MIT is an excellent case study, especially since it was an MIT study 12 years ago that triggered many changes; not just in academia, but in the corporate world, too. However, changing organizational culture is easy in comparison to changing societal attitudes.
Let me use a bit of personal history to illustrate.
In 1977 I joined MRI as a recruiter. Fortunately for me the manager with whom I interviewed left and it was his second in command who actually made the decision to hire me (his predecessor thought I was too pushy).
I was given a choice of two areas, insurance and telecom, and I chose telecom. Telecom meant engineering and included military, e.g., microwave, RF, radar, etc., not a typical recruiting field for a woman.

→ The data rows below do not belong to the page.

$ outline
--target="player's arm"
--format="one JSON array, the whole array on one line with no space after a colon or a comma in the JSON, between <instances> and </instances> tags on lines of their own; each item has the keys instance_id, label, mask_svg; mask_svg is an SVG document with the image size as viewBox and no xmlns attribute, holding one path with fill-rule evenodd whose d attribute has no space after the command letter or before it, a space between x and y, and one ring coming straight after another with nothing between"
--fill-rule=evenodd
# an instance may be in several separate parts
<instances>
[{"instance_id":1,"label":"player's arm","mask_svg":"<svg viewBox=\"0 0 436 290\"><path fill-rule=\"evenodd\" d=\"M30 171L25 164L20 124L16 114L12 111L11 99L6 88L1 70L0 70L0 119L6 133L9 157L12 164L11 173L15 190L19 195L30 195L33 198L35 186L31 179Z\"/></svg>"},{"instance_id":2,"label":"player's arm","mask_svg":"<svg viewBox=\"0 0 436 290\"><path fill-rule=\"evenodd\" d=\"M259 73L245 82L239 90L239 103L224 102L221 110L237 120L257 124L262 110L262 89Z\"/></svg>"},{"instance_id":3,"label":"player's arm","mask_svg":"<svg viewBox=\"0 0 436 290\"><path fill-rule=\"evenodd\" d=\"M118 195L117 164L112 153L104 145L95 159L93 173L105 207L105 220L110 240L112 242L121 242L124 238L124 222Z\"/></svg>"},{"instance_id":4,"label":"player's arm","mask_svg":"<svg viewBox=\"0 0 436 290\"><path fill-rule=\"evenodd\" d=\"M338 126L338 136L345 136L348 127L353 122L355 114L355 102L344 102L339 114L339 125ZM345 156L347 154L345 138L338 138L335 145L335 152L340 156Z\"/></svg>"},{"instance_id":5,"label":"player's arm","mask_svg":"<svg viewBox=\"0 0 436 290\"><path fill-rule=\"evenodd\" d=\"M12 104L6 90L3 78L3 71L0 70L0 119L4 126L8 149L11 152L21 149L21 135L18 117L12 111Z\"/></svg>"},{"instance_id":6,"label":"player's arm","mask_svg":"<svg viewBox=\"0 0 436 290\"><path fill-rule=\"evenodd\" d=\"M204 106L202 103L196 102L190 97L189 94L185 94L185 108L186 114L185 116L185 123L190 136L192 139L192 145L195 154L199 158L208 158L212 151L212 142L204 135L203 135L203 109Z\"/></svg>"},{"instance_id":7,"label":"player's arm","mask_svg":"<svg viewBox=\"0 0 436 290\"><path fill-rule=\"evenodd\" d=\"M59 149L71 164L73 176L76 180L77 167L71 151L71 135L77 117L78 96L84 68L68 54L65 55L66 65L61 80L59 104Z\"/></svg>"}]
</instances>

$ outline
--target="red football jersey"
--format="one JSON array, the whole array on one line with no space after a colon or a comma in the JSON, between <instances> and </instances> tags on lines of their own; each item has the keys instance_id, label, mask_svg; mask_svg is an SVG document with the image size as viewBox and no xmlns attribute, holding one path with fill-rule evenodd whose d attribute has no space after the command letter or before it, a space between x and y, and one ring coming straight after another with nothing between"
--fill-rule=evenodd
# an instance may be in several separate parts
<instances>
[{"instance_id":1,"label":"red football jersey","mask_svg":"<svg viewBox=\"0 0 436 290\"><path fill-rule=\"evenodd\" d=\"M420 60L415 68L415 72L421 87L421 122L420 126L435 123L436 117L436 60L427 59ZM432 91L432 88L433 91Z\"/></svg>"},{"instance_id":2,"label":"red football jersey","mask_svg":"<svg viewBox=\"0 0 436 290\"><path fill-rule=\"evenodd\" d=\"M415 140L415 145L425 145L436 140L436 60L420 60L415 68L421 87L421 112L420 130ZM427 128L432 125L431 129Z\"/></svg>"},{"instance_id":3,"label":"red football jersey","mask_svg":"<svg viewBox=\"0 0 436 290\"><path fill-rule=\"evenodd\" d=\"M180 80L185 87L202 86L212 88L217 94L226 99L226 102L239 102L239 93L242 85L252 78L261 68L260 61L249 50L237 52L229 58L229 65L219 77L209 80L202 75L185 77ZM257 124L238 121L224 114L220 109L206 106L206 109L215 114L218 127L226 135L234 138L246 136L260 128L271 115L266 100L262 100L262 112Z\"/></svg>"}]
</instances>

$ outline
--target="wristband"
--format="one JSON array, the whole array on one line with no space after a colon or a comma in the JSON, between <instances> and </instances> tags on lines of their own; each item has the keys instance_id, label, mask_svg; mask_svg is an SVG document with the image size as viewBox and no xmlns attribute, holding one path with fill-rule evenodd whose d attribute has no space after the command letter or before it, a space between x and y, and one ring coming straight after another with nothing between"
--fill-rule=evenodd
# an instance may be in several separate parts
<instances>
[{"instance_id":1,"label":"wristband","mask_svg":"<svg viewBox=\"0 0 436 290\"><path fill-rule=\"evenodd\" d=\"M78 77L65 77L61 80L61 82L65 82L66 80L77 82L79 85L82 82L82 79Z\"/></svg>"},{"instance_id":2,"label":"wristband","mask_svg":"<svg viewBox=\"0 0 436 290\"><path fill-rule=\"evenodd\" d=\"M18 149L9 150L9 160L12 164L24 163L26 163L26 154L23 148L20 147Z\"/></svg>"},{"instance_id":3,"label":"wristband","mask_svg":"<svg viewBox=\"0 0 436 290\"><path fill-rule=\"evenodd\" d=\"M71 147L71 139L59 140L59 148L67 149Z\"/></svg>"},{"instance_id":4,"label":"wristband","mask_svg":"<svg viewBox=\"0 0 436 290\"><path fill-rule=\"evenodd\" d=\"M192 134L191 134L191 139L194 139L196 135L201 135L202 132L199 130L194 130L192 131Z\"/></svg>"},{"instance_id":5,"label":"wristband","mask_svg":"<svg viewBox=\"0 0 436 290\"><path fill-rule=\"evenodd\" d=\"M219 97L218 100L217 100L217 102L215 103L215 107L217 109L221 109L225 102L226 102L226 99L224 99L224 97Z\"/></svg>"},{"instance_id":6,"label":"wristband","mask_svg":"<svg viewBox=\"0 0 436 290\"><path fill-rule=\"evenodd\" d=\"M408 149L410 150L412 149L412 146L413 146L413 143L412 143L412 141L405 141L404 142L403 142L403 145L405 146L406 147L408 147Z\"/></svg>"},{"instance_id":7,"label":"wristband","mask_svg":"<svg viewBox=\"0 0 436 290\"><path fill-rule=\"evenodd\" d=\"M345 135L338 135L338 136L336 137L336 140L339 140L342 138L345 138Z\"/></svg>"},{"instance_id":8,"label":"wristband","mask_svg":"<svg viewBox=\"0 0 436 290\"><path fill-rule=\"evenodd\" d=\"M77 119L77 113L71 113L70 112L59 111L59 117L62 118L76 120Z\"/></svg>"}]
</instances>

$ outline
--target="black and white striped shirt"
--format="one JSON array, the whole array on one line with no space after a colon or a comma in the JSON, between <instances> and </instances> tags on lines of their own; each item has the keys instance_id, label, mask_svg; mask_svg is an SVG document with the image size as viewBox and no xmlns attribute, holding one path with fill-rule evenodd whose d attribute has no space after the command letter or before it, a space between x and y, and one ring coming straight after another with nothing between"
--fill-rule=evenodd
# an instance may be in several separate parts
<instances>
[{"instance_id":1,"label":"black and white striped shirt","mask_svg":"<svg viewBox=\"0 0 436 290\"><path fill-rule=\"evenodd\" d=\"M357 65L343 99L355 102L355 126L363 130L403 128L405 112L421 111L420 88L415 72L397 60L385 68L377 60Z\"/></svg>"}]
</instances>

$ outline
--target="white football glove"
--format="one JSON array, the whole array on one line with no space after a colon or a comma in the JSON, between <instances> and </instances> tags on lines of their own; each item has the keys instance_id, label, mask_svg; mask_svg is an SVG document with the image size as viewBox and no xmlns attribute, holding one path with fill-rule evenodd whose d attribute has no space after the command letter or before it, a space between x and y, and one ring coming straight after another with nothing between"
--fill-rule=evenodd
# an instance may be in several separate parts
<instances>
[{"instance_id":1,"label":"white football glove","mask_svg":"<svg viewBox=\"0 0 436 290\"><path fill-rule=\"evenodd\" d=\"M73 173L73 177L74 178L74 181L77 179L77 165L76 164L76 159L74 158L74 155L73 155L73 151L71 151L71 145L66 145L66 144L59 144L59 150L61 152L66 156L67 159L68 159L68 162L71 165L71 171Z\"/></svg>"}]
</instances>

I worked telecom for 12 years, migrating from the military/industrial stuff to commercial voice and data. Another woman worked a biomedical desk.
Although we were both in the top producers circle all 12 years I can still remember other managers at the beginning asking my boss how he managed us and what he did if we cried. And the (usually) unstated assumption by male recruiters that we closed our deals by sleeping with our clients. (I found this hysterically funny considering the number of clients, most of mine on the East Coast, and the time that would be needed for “visits.”)
Today the accusation is more general, that women are promoted because they are women, not because they are good at what they do.
“No one is getting tenure for diversity reasons, because the women themselves feel so strongly that the standards have to be maintained.” –Marc A. Kastner, Dean of the School of Science, MIT.
When I am working with clients to change/shift their company’s culture I remind them that the most they can hope for is solid functional change. It is unlikely, if not impossible, that their efforts will actually change what I call MAP (mindset, attitude, P).
And I always remind them how far away we still are from Bella Abzug’s definition of success, although I must admit we are much closer to that reality in politics.
“Our struggle today is not to have a female Einstein get appointed as an assistant professor. It is for a woman schlemiel to get as quickly promoted as a male schlemiel.”